The Supreme Court's response was a sweeping rejection of both challenges.  In upholding the city's zoning ordinance, the court concluded that the ordinance did not violate the HUD Act, nor was it an unconstitutional exercise of the city's police power.  But, of significance to those of us who practice in the planning and zoning field are the rules laid down by the court which now guide us in crafting zoning ordinances.  Those rules are as follows:

  1. Cannon is dead and gone.
  2. Local governments may draw a distinction in their zoning ordinances between manufactured homes (HUD homes) and modular homes (DCA homes).  As was the case in City of Bainbridge, a zoning ordinance may exclude manufactured homes in a zoning district, but permit modular homes in the same district.  A reasonable extension under the same rationale would also permit local governments to exclude modular homes from a residential zoning district.

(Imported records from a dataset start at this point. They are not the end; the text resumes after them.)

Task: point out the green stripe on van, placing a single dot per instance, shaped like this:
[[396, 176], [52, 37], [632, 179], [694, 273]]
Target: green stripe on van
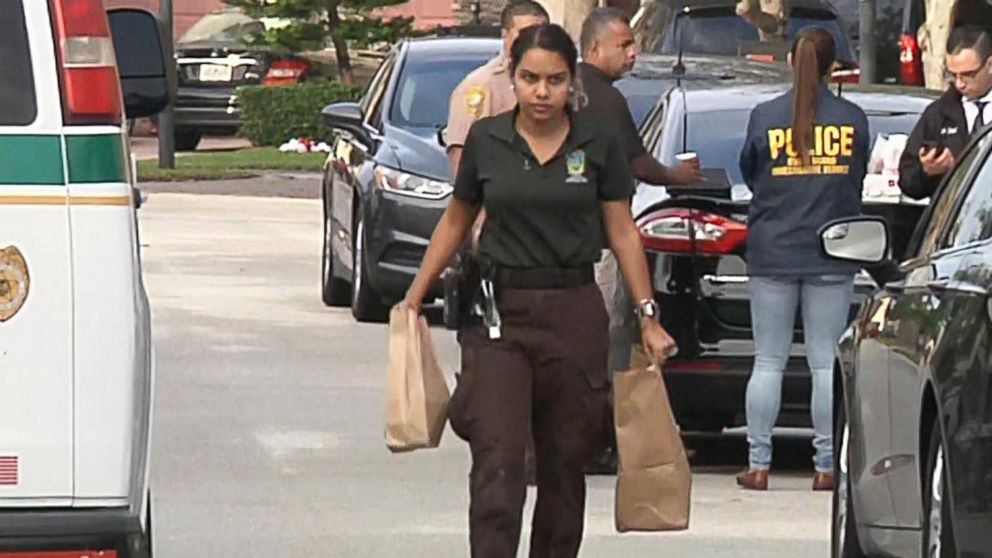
[[31, 160], [94, 159]]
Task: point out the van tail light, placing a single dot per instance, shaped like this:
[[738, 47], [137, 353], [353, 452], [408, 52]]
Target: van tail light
[[91, 89], [286, 72], [910, 62], [688, 231]]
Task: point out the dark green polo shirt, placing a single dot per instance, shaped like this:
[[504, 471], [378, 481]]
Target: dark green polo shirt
[[542, 216]]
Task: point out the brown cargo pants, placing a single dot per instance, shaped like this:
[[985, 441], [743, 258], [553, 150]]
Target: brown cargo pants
[[548, 374]]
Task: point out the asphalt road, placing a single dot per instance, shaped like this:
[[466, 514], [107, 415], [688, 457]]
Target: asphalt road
[[269, 407]]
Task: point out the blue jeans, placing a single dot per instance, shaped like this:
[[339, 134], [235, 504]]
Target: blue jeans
[[826, 301]]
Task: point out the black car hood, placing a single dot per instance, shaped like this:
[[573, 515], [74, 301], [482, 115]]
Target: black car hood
[[418, 153]]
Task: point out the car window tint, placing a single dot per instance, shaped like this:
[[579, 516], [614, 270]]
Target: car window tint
[[374, 112], [376, 86], [974, 220], [946, 206], [423, 92], [18, 106]]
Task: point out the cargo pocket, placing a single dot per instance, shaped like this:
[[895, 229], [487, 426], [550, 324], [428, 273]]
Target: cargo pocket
[[459, 407]]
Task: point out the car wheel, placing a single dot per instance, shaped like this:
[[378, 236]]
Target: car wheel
[[334, 290], [187, 140], [844, 534], [366, 305], [938, 529]]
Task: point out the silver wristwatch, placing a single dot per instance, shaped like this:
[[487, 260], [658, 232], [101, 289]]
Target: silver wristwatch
[[648, 308]]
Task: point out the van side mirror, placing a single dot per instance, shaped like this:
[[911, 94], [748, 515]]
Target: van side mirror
[[143, 61], [862, 239], [347, 116]]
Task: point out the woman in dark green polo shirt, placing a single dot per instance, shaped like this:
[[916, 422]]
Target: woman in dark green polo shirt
[[553, 182]]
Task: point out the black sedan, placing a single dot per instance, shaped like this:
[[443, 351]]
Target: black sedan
[[386, 182], [696, 238], [213, 59], [914, 430]]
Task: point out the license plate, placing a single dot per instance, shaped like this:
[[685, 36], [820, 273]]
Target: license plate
[[215, 72]]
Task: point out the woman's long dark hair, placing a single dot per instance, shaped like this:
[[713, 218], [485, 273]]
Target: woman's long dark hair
[[548, 36], [813, 55]]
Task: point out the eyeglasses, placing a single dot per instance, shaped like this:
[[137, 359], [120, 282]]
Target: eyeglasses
[[965, 76]]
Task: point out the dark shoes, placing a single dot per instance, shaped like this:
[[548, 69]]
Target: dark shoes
[[750, 479], [823, 482]]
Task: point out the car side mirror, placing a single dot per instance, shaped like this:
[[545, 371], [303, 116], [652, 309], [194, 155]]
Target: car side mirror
[[860, 239], [147, 81], [347, 116]]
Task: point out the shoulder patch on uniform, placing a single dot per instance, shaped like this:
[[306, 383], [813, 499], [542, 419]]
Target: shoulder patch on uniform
[[474, 99]]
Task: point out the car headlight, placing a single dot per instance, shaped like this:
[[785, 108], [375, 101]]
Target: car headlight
[[405, 184]]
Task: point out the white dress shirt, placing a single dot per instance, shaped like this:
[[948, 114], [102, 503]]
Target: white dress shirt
[[971, 110]]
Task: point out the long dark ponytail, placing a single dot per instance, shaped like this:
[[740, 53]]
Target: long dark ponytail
[[813, 55]]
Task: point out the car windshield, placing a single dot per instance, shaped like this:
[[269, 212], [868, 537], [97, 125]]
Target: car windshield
[[226, 27], [730, 34], [424, 89], [718, 136]]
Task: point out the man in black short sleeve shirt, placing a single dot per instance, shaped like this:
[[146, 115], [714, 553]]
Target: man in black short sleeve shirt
[[542, 215]]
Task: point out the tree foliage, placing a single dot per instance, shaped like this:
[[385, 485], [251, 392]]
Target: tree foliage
[[312, 22]]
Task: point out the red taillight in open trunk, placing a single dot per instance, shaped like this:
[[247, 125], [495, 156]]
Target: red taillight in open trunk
[[91, 90], [683, 230]]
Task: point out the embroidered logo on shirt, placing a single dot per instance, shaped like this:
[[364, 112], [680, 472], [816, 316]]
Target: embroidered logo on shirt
[[474, 99], [576, 165]]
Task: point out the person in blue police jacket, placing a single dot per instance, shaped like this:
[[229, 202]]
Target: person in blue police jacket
[[804, 159]]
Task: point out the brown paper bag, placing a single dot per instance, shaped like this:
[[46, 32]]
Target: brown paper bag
[[417, 402], [654, 482]]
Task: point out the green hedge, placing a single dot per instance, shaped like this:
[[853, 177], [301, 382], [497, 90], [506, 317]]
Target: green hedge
[[274, 115]]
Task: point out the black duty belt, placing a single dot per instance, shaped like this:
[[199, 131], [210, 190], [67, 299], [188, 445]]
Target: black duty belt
[[545, 277]]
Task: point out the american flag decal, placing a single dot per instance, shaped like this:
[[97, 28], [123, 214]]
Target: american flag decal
[[9, 469]]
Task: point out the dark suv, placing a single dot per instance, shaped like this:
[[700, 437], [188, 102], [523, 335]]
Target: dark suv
[[386, 183], [213, 59], [696, 239]]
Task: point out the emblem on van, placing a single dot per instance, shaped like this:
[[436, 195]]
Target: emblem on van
[[14, 282]]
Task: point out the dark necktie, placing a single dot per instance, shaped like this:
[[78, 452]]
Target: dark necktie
[[980, 121]]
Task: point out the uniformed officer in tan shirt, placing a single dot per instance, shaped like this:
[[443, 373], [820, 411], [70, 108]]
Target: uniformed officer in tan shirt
[[488, 90]]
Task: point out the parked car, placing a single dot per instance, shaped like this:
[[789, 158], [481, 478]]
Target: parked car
[[213, 59], [914, 462], [713, 28], [386, 183], [696, 239]]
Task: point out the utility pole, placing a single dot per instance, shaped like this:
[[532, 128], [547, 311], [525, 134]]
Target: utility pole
[[166, 119], [868, 42]]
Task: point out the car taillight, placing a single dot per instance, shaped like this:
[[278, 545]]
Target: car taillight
[[682, 230], [91, 89], [285, 72], [910, 64], [846, 75]]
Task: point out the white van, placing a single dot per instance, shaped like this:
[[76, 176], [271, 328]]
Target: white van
[[75, 343]]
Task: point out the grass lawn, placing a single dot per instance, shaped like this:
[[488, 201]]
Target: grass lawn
[[225, 165]]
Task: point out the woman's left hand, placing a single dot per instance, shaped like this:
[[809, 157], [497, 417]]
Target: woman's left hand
[[658, 344]]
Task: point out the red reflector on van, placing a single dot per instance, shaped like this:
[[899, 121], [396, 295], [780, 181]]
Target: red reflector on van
[[91, 90]]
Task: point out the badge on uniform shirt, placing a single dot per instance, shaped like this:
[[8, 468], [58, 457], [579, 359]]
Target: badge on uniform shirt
[[14, 282], [474, 99], [575, 162]]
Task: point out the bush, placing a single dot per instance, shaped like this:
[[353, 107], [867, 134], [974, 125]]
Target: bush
[[274, 115]]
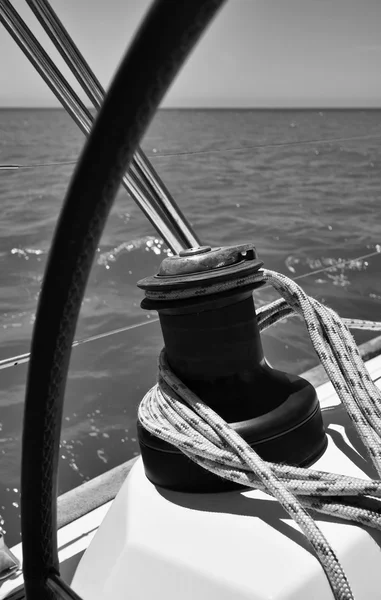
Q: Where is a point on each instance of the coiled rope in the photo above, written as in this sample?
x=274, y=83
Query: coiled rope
x=172, y=412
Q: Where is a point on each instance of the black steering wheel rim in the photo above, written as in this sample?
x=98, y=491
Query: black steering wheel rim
x=162, y=44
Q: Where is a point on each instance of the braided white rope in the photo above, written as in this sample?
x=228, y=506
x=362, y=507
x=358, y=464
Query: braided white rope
x=175, y=414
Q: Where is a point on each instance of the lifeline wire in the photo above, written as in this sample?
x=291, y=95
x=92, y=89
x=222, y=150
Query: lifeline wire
x=175, y=414
x=13, y=167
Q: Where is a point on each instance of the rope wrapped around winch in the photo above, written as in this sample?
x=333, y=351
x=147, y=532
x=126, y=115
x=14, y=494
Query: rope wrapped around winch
x=172, y=412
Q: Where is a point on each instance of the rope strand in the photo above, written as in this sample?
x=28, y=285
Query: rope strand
x=175, y=414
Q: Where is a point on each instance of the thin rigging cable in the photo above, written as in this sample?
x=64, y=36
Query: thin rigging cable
x=14, y=167
x=24, y=358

  3. The City of Bainbridge's zoning ordinance excluded manufactured homes from all zoning districts, except manufactured home parks and subdivisions. Since this zoning ordinance was approved by the court, local governments may also adopt the same restrictions or similar variations with reasonable assurance that they will be upheld if challenged in court.

The purpose for excluding manufactured homes is still important, however.  Without a purpose, a restriction in a zoning ordinance is arbitrary and unreasonable, and thus unconstitutional.  In City of Bainbridge, the court found the zoning ordinance valid and constitutional because the restrictions were designed to regulate the quality of housing and advance general safety concerns.  Other reasons may also be used and many of those are enumerated in this decision.  The reasons don't have to be stated in the zoning ordinance, but it is a better practice to develop acceptable reasons when preparing the record prior to adopting a zoning ordinance.  The best place to put the basis for manufactured home restrictions is in the comprehensive land use plan.

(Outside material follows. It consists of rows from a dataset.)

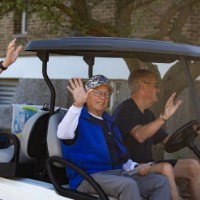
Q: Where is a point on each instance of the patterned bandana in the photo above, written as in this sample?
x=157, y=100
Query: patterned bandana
x=96, y=81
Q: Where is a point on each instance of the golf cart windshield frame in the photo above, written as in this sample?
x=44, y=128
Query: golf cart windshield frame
x=91, y=47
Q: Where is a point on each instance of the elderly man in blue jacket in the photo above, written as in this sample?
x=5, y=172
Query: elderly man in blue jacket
x=97, y=147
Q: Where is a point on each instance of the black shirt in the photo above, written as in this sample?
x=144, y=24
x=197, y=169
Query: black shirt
x=127, y=116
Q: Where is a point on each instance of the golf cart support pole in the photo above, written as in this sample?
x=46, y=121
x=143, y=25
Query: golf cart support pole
x=44, y=57
x=191, y=87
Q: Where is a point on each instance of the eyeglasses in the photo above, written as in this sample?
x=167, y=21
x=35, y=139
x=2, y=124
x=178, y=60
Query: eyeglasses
x=99, y=93
x=155, y=84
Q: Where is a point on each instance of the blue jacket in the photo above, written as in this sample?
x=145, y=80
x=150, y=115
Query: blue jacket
x=90, y=151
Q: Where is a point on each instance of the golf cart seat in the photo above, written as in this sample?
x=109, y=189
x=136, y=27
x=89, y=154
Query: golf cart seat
x=20, y=158
x=56, y=166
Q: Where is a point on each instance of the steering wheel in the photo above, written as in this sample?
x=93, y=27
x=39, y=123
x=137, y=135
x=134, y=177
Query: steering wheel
x=183, y=137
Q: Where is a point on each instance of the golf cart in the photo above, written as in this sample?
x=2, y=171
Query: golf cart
x=34, y=165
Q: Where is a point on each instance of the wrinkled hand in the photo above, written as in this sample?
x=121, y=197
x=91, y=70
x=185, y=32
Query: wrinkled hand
x=12, y=53
x=171, y=107
x=76, y=88
x=144, y=171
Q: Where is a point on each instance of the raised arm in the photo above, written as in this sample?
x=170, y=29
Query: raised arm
x=11, y=55
x=67, y=127
x=141, y=133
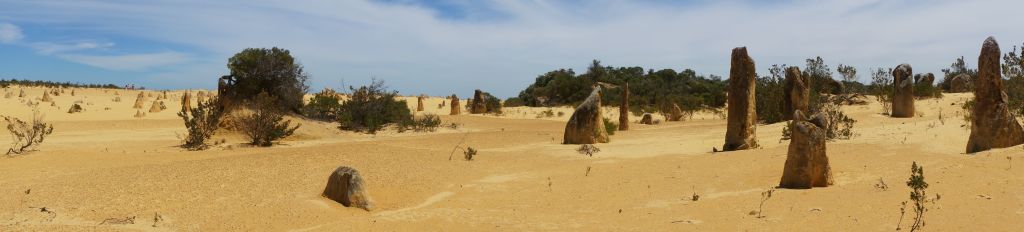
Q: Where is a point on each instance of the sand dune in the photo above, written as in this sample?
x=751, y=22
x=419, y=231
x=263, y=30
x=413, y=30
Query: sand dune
x=104, y=164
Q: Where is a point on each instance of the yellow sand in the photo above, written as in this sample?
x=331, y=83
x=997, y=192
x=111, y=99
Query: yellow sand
x=103, y=164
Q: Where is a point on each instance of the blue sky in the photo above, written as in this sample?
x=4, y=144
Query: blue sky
x=454, y=46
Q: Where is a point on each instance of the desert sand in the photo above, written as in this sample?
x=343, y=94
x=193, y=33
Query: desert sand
x=103, y=170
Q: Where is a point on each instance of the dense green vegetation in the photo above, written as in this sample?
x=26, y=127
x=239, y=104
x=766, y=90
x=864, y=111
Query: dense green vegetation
x=267, y=70
x=650, y=90
x=48, y=84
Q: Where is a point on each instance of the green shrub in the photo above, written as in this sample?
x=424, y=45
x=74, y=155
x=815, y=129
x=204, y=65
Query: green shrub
x=324, y=105
x=272, y=71
x=265, y=124
x=427, y=123
x=372, y=107
x=201, y=123
x=649, y=89
x=770, y=95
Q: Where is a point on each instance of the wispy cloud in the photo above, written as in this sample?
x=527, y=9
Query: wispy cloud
x=9, y=33
x=128, y=62
x=501, y=46
x=47, y=48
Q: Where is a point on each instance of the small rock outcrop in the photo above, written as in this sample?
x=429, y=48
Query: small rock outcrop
x=647, y=119
x=456, y=106
x=797, y=91
x=477, y=104
x=156, y=107
x=419, y=103
x=46, y=97
x=961, y=84
x=586, y=125
x=139, y=100
x=624, y=108
x=807, y=161
x=902, y=91
x=186, y=102
x=742, y=119
x=345, y=186
x=992, y=126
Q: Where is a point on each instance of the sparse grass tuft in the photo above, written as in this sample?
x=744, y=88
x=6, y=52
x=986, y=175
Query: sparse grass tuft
x=27, y=136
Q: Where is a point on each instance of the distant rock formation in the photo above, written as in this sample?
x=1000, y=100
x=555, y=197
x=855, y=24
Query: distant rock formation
x=807, y=161
x=647, y=119
x=419, y=103
x=46, y=97
x=902, y=91
x=75, y=108
x=156, y=107
x=139, y=100
x=186, y=103
x=991, y=124
x=742, y=119
x=797, y=91
x=456, y=105
x=478, y=104
x=624, y=108
x=586, y=125
x=345, y=186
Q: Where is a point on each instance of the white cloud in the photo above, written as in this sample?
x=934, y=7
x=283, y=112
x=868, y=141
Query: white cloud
x=507, y=43
x=10, y=33
x=47, y=48
x=128, y=62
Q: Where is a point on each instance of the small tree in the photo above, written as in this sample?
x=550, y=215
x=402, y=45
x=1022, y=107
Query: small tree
x=265, y=124
x=324, y=105
x=267, y=70
x=27, y=136
x=372, y=107
x=201, y=123
x=882, y=87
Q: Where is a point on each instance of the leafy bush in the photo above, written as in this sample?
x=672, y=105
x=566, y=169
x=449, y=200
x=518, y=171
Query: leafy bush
x=955, y=68
x=27, y=136
x=493, y=103
x=372, y=107
x=770, y=95
x=324, y=105
x=265, y=124
x=427, y=123
x=609, y=126
x=650, y=91
x=919, y=196
x=272, y=71
x=882, y=87
x=840, y=126
x=469, y=153
x=201, y=123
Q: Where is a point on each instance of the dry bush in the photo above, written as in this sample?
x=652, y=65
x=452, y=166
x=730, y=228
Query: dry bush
x=27, y=136
x=201, y=123
x=265, y=123
x=588, y=149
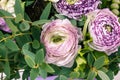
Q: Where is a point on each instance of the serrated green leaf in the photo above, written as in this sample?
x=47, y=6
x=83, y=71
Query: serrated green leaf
x=118, y=52
x=42, y=72
x=12, y=27
x=4, y=13
x=99, y=62
x=18, y=7
x=46, y=11
x=110, y=75
x=62, y=77
x=40, y=22
x=74, y=75
x=91, y=75
x=74, y=22
x=18, y=18
x=26, y=46
x=30, y=61
x=33, y=74
x=11, y=45
x=39, y=57
x=24, y=26
x=103, y=75
x=90, y=59
x=7, y=69
x=36, y=44
x=60, y=16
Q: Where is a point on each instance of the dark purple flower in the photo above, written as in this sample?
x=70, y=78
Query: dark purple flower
x=76, y=8
x=4, y=26
x=104, y=29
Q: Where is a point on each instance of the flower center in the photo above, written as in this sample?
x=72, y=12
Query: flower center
x=57, y=38
x=71, y=1
x=108, y=28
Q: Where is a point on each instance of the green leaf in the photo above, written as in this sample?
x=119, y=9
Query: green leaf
x=46, y=11
x=11, y=45
x=110, y=75
x=30, y=61
x=102, y=75
x=19, y=7
x=47, y=68
x=74, y=75
x=22, y=40
x=40, y=22
x=91, y=75
x=24, y=26
x=118, y=53
x=7, y=69
x=90, y=59
x=35, y=44
x=99, y=62
x=42, y=72
x=18, y=18
x=12, y=27
x=4, y=13
x=39, y=57
x=74, y=22
x=60, y=16
x=36, y=33
x=62, y=77
x=33, y=74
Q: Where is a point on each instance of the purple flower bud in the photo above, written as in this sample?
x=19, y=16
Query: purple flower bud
x=104, y=29
x=76, y=8
x=3, y=25
x=61, y=39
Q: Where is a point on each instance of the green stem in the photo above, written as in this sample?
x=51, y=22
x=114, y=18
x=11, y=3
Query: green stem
x=114, y=59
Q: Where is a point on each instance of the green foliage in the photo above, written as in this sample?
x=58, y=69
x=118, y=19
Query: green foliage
x=39, y=57
x=91, y=75
x=74, y=75
x=22, y=48
x=99, y=62
x=103, y=76
x=19, y=8
x=46, y=12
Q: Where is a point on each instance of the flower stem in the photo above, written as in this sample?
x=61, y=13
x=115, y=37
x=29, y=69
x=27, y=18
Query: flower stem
x=14, y=35
x=85, y=26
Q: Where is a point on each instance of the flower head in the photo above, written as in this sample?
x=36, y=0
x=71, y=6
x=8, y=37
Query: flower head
x=76, y=8
x=104, y=29
x=60, y=38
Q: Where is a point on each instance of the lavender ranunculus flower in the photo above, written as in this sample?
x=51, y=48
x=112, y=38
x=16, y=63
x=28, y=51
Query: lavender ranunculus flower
x=76, y=8
x=104, y=29
x=60, y=38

In conclusion, this article is not intended to suggest rampant or broadscale exclusion of manufactured homes.  But it is to show that flexibility in placement of manufactured homes is now largely up to the discretion of the local government.  A careful and reasoned approach to restrictions on manufactured homes best serves the community, as manufactured homes should be permitted in every community.